Here are a few truths/rules I try to adhere to, which help me stay relatively fit:

  • learn about nutrition and what is good for your body and what’s not
  • default is veggie, meat is the exception (not the other way around)
  • no unnecessary sugar (i.e. train yourself to drink coffee without sugar, reduce sugar intensity in all foods you consume, i.e. drink water rather than Schorle)
  • no bullshit snacks – try to say no to what your colleagues bring to the office
  • no cow milk (but I still eat cheese) – cow milk has great alternatives these days (if you’re local coffee shop doesn’t, ask them every time you go until they change)
  • understand the health benefits of many add-ons you can use (i.e. grow herbs in your home and use them: basil, rosmary / buy spices and use them: curcuma, cinnamon, vanilla, etc etc)

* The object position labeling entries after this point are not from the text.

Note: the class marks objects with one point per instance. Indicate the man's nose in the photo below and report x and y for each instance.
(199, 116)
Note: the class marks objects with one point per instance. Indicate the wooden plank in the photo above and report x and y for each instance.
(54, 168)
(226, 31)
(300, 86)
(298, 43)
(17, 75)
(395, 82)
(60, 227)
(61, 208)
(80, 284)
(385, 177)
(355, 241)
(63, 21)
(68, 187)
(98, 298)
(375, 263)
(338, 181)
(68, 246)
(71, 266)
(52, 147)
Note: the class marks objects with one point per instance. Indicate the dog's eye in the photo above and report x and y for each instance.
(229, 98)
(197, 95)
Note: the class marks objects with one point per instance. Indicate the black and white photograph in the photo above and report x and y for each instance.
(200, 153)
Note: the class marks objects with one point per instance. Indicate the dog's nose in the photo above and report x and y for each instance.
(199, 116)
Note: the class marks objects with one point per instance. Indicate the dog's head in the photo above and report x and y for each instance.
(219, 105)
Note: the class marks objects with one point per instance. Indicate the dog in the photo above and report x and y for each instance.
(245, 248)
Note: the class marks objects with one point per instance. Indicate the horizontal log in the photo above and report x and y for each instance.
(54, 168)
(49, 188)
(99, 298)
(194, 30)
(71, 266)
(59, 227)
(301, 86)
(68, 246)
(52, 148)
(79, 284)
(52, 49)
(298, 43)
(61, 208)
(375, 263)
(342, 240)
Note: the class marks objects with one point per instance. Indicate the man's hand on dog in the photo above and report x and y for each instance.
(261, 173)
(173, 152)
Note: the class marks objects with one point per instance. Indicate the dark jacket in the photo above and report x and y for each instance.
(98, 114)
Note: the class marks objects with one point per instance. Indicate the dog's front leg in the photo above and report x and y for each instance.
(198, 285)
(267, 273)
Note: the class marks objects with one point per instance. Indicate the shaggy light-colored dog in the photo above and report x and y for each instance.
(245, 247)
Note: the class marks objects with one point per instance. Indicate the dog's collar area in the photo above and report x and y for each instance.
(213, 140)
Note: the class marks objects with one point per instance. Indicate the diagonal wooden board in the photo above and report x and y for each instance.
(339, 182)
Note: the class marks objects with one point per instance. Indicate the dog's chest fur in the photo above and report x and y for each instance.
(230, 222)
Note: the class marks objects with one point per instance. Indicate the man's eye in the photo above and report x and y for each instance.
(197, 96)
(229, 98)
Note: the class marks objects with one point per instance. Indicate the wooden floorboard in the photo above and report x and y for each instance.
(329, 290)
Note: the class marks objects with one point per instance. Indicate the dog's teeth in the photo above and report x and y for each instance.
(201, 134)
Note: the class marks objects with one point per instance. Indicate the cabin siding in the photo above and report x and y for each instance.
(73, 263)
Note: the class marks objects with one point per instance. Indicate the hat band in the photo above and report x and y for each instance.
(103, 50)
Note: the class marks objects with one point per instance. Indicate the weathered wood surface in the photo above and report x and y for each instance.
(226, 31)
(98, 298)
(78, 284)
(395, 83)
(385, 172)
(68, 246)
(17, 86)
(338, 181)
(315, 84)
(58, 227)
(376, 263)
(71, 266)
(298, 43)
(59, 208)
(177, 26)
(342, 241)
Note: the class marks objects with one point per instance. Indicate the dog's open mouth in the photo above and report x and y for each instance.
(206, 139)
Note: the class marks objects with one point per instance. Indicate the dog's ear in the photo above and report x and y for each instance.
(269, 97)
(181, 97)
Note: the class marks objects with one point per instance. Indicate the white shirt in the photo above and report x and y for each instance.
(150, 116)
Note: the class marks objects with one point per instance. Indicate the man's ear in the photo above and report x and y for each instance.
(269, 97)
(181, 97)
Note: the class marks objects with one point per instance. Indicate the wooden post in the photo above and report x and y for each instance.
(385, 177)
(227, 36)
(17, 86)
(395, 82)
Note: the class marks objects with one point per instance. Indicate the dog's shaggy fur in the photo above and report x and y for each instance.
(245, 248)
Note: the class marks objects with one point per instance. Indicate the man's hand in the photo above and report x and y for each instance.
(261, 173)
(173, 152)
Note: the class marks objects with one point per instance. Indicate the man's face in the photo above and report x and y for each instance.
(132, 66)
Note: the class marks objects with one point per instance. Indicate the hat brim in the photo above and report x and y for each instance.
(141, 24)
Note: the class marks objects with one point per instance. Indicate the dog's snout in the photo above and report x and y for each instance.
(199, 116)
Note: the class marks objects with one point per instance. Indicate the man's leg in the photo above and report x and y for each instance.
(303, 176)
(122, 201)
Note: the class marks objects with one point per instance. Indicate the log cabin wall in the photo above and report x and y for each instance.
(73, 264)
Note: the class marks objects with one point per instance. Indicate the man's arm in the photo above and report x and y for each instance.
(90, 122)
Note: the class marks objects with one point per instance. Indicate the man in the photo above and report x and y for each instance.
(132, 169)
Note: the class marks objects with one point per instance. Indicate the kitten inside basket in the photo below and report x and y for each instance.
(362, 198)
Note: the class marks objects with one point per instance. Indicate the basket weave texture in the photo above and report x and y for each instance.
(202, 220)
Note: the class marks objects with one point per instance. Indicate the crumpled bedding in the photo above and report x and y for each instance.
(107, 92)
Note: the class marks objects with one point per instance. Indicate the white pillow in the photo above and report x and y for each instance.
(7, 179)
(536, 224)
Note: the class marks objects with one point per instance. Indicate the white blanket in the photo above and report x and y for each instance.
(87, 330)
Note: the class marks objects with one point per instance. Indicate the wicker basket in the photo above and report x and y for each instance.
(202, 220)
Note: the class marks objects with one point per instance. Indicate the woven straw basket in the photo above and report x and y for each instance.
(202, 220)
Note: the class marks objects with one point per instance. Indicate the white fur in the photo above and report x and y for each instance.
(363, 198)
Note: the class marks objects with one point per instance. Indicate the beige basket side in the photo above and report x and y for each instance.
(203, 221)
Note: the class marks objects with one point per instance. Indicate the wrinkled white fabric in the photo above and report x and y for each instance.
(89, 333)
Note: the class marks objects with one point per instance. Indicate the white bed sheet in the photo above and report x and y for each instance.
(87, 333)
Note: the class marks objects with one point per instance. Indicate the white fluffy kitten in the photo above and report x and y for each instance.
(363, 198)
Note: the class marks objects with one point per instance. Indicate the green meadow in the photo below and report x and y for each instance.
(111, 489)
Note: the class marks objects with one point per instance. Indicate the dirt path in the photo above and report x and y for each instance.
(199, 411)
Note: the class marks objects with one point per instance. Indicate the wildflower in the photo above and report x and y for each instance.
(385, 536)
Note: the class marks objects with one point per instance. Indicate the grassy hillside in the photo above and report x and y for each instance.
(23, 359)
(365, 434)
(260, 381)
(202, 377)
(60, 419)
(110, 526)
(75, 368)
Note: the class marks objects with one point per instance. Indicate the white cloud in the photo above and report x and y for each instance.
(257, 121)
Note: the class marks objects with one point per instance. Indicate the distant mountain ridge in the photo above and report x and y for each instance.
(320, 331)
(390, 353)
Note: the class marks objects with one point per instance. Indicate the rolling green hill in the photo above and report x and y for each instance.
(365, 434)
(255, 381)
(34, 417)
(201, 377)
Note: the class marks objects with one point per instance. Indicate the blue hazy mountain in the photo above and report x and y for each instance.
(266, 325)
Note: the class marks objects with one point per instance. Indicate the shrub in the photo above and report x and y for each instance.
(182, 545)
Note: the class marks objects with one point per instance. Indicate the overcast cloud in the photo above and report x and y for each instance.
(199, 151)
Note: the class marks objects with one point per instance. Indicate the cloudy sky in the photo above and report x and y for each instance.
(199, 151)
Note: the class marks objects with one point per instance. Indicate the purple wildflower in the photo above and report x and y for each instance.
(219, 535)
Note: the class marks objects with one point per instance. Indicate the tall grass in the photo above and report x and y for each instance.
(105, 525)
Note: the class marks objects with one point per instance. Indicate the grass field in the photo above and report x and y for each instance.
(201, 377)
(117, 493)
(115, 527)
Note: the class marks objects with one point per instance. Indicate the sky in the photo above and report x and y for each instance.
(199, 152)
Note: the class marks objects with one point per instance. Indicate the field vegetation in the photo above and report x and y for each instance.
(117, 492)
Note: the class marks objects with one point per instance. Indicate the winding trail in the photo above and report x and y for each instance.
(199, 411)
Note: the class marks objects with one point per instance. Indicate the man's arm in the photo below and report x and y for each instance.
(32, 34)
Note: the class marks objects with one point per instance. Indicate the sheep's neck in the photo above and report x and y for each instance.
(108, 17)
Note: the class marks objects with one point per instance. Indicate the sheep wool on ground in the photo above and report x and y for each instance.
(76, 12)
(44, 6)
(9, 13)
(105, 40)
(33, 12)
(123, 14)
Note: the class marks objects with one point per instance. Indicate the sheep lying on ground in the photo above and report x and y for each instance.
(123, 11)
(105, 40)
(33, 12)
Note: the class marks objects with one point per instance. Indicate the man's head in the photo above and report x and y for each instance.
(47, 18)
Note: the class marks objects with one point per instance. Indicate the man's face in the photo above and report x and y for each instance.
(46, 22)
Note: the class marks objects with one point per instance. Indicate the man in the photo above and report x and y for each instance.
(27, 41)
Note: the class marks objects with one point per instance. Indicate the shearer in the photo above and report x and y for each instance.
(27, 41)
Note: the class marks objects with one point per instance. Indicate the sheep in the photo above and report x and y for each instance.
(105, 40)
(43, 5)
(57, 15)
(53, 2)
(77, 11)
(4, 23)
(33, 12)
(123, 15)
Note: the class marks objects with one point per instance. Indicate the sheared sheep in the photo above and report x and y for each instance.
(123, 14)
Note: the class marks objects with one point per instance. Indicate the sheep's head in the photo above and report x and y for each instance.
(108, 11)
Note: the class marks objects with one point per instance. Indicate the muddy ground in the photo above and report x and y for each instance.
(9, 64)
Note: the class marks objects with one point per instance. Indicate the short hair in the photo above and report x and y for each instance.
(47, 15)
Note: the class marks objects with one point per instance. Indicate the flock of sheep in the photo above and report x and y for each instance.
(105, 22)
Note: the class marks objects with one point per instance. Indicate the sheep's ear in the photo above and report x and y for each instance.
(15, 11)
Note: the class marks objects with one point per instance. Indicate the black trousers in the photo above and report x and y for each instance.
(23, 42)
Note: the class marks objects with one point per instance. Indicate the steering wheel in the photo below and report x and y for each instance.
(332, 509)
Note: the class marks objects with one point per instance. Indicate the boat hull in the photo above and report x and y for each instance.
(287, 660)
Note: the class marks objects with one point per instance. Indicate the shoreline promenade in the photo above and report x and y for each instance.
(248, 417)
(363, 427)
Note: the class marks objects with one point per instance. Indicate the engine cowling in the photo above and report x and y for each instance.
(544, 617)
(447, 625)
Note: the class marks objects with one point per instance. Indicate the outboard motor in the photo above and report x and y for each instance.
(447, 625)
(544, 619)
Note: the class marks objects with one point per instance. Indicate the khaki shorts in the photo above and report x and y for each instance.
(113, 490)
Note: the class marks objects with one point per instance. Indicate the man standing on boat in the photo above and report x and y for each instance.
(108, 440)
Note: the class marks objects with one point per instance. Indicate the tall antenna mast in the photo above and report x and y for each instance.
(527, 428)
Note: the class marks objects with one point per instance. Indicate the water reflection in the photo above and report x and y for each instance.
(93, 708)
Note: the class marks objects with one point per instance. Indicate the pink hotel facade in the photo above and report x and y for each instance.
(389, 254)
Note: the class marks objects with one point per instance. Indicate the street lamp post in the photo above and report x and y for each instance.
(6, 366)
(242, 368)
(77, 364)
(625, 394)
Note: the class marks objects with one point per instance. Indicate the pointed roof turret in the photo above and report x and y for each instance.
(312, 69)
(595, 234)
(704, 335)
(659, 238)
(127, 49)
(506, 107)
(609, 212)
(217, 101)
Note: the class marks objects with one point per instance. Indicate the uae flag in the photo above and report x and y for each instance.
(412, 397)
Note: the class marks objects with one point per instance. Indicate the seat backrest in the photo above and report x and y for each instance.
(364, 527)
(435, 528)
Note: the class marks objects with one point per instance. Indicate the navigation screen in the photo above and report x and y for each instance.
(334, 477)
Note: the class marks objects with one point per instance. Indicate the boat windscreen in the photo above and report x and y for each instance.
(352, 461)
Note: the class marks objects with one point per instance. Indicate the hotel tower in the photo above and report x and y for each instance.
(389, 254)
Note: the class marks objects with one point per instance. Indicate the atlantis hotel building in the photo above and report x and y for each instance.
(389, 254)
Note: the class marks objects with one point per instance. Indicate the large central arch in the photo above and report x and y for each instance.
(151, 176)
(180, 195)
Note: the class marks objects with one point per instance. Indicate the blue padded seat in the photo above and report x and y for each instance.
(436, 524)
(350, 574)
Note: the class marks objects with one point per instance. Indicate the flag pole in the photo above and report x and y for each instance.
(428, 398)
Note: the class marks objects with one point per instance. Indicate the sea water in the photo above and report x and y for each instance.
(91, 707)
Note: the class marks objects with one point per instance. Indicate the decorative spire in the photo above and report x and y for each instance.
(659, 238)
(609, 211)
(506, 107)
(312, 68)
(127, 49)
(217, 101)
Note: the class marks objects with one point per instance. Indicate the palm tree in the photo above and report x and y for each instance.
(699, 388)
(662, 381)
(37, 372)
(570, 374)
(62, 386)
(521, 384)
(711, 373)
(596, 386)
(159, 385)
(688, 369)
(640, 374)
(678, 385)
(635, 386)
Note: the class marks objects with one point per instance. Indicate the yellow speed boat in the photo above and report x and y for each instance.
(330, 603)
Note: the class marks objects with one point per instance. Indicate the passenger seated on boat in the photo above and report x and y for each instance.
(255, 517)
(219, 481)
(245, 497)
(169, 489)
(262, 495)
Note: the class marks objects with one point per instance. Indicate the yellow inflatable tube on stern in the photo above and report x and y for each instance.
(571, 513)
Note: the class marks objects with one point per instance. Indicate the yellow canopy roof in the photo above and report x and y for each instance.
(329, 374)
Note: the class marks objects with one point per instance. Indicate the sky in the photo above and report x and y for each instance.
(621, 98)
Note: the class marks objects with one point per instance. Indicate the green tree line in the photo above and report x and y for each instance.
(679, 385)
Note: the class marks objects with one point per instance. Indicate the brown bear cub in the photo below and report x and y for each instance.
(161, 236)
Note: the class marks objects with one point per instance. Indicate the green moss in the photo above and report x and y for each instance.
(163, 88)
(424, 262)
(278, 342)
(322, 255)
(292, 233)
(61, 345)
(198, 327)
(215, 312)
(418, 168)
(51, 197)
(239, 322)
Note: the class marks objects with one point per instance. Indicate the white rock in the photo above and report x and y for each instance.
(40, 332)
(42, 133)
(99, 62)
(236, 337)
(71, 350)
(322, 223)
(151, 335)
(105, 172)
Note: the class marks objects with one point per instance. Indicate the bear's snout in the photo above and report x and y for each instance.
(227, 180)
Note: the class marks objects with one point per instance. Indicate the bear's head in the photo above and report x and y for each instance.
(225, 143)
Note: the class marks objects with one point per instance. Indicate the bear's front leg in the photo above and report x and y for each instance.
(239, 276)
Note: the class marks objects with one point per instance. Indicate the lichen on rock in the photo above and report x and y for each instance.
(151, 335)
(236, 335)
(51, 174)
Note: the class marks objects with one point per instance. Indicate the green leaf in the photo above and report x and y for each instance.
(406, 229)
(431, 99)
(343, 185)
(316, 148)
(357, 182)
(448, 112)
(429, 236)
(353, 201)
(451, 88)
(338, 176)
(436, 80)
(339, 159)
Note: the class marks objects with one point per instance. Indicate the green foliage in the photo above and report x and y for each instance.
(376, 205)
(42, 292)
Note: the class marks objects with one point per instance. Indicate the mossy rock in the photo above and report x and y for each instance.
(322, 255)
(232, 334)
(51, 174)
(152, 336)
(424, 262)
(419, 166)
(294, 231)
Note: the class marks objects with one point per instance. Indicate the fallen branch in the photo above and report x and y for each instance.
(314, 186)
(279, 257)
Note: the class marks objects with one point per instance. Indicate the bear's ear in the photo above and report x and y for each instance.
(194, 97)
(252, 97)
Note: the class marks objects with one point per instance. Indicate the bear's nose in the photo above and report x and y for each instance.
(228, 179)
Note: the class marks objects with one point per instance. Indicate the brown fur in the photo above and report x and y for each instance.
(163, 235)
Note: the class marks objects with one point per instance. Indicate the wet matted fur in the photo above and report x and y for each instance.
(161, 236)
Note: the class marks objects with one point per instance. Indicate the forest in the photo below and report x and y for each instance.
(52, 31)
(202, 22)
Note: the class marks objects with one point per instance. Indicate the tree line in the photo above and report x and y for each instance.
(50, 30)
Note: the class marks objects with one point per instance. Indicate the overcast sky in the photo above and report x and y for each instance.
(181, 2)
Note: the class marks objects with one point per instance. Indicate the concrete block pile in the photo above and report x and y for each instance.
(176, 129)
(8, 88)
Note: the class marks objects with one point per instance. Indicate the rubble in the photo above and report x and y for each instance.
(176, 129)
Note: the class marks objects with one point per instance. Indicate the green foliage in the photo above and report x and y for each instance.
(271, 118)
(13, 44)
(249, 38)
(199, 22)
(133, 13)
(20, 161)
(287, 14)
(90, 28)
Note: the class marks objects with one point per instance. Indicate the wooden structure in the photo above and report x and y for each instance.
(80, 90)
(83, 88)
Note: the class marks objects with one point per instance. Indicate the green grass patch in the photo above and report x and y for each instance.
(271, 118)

  • do the occasional intermittent fasting: i.e. eat at 6pm on day 1 and then do not eat until lunchtime on day 2
  • stop eating when you’re not hungry anymore (tough for me as I eat too fast) – for example leaving the crust of a pizza saves you a few hundred calories
  • drink white wine spritzer and vodka soda when it comes to alcohol, nothing else (tough one at Oktoberfest, let me tell you)
  • some sport is better than no sport, i.e. anybody can do 20 push-ups in the morning, or ideally get a 7-min workout app and get 10mins-20mins of workout in
  • at the gym, balance weights and cardio. go for flexibility
  • walk all stairs
  • stand whenever you can – why sit down in the tube, unless you need to open a laptop?

What are other good habits that you have established in your lives?